The garden and studio of American folk artist Howard Finster in Appalachian Georgia is one such rural project. A $445,000 grant will be used to restore and transform the site into a tourist destination and source of pride for residents.
“In cities and towns across America, ArtPlace is investing in dozens of innovative local projects to build more vibrant and diverse urban and rural communities," says Ford Foundation President Luis Ubinas. “This work is part of a national creative placemaking movement that, we believe, will have a profound and lasting impact on the health and well-being of communities throughout the country.”
In September, ArtPlace will release a new set of metrics to measure changes over time in the people, activity and real estate value in the communities where it has invested.
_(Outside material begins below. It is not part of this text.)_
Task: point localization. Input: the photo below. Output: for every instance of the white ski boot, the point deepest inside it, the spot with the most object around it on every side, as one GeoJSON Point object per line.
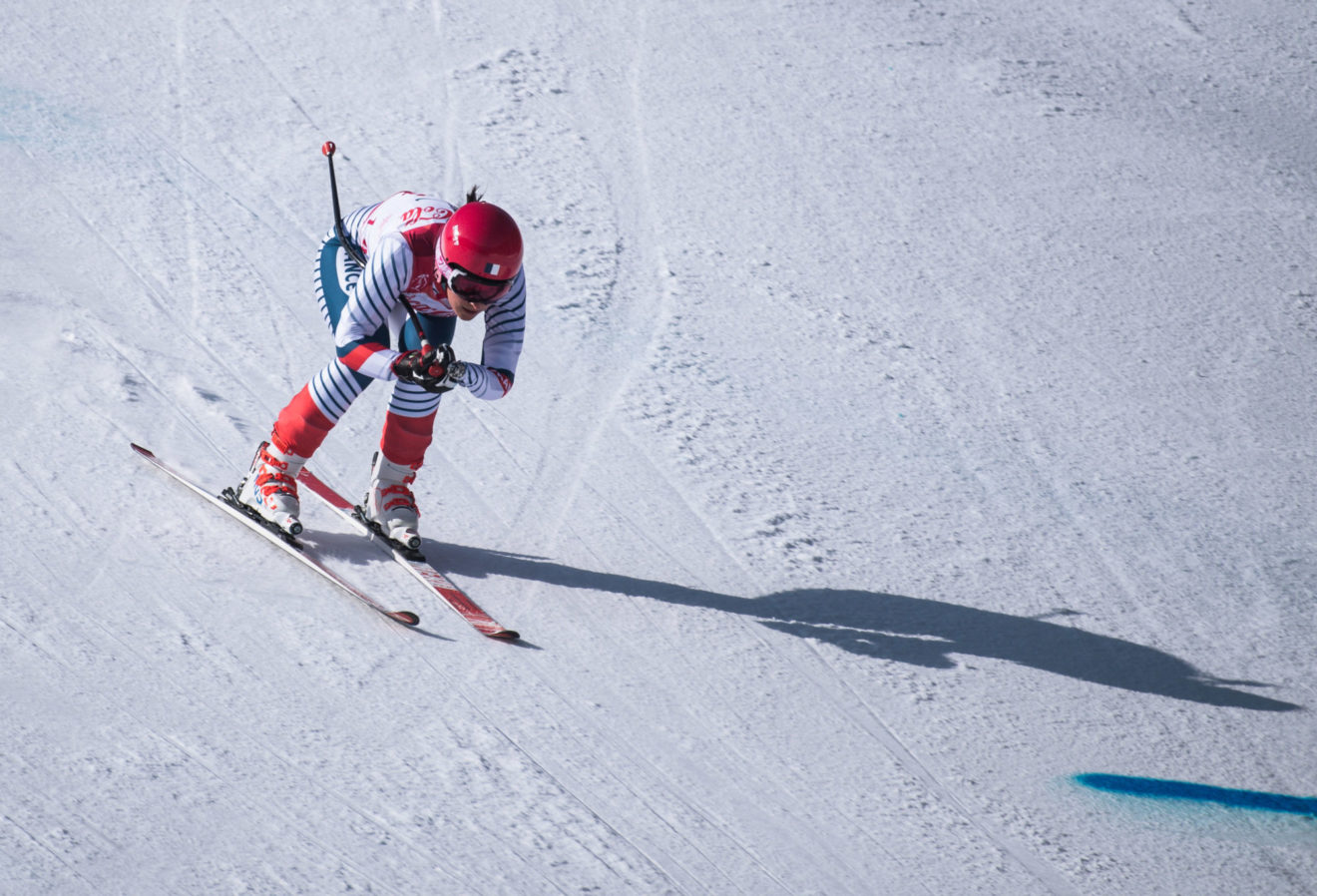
{"type": "Point", "coordinates": [270, 488]}
{"type": "Point", "coordinates": [390, 502]}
Foundations supporting ArtPlace in addition to Kresge include Bloomberg Philanthropies, Ford Foundation, James Irvine Foundation, John S. and James L. Knight Foundation, The McKnight Foundation, The Andrew W. Mellon Foundation, Rockefeller Foundation, Rasmuson Foundation, Robina Foundation, William Penn Foundation and an anonymous donor.
Other federal partners joining the National Endowment for the Arts to support ArtPlace are the departments of Housing and Urban Development, Health and Human Services, Agriculture, Education, and Transportation, along with leadership from the White House Office of Management and Budget and the Domestic Policy Council.
ArtPlace also is supported by a $12 million loan fund capitalized by Bank of America, Citi, Deutsche Bank, Chase, MetLife and Morgan Stanley, and managed by the Nonprofit Finance Fund.
A list of this year’s ArtPlace awards can be found at artplaceamerica.org.